Disappointing German retail sales and an unexpected contraction in Italian inflation was all the Eurozone had to offer this morning; however, this hasn’t stopped the DAX jumping over 100 points, with the CAC less exuberant at a 35 point increase. In fact that Italian figure hints at the ostensible main catalyst behind the region’s impressive gains; with reports suggesting the central bank might be prepping a €600 billion burst of extra stimulus in order to try and get the Eurozone’s inflation back on track, the thought of Mario Draghi wielding a big needle full of ECB QE has got investors all hot under the collar, leading to Monday’s seemingly unprompted growth.

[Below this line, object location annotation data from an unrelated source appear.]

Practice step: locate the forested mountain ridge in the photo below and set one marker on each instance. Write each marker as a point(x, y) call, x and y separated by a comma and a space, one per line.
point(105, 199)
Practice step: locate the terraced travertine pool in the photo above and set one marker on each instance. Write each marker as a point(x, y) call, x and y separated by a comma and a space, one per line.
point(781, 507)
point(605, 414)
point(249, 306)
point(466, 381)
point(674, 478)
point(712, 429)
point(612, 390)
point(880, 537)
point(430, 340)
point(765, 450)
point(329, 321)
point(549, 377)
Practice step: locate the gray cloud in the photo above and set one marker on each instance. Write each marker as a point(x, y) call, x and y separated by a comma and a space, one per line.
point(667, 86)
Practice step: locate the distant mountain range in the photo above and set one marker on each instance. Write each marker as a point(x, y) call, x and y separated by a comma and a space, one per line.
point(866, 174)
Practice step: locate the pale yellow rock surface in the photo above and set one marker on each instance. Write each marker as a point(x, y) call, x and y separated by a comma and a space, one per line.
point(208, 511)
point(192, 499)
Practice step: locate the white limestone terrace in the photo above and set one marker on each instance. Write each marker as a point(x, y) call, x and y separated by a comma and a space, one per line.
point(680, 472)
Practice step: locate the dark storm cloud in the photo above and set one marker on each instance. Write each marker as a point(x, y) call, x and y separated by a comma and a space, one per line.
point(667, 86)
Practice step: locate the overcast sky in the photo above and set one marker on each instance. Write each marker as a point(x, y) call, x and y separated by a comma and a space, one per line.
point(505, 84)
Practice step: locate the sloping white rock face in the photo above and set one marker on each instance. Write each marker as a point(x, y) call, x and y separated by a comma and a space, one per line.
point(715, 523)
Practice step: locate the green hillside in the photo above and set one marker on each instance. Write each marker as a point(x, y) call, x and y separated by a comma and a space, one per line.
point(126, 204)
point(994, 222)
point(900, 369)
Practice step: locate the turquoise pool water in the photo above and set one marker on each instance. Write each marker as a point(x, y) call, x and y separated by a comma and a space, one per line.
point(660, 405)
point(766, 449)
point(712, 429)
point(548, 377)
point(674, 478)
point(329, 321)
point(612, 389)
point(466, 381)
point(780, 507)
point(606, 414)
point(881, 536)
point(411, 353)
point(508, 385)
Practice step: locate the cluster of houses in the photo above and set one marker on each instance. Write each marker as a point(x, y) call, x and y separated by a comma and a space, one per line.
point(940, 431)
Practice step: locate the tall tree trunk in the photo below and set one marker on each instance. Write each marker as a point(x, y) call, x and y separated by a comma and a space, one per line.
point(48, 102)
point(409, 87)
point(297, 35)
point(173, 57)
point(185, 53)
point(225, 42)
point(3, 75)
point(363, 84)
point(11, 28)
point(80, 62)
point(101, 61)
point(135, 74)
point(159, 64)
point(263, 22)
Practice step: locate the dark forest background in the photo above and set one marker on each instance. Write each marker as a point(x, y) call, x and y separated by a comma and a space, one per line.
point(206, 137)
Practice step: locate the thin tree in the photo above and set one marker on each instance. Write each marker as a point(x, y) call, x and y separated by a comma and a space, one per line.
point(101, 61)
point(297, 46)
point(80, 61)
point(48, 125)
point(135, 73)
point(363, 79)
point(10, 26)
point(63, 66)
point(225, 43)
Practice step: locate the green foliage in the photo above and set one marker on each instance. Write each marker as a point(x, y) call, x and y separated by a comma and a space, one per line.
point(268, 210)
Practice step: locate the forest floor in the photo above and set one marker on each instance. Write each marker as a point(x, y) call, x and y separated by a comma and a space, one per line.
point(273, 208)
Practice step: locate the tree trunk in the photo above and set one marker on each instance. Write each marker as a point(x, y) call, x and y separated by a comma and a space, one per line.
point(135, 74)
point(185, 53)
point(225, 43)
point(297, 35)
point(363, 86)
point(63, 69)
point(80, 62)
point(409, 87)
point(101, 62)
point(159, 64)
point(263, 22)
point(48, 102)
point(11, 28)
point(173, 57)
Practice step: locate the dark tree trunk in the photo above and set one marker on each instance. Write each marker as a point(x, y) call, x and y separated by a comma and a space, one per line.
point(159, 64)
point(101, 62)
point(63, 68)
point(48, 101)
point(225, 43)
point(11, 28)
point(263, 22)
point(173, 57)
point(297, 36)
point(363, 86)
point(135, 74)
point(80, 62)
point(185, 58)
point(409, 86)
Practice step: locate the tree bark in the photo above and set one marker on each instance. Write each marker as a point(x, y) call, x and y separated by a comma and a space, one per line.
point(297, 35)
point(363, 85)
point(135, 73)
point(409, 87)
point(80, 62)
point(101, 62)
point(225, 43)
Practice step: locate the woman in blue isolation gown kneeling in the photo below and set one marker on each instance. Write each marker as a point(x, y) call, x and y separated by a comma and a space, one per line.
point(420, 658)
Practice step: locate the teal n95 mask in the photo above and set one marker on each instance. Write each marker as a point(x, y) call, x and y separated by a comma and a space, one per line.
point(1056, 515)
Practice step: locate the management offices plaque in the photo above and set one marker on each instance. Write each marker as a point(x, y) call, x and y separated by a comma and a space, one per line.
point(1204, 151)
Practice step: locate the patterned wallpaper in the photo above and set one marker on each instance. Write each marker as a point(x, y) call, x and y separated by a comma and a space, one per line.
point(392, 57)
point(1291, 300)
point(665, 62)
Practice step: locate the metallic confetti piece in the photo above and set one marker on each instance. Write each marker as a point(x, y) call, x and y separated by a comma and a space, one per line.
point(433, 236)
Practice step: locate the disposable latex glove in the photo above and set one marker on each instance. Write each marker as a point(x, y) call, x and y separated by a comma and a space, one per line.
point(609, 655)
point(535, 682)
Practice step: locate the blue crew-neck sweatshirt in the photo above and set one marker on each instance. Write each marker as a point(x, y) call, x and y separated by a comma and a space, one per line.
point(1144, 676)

Arguably the US is going to dictate the overall direction of trading this week, especially with an incredibly important non-farm Friday on the cards; not that anyone has told the Dow, which is looking at a meagre 30 point jump at the open. That could change this afternoon, however, dependent on the state of the Chicago PMI and the pending home sales figures, expected to decline and improve respectively.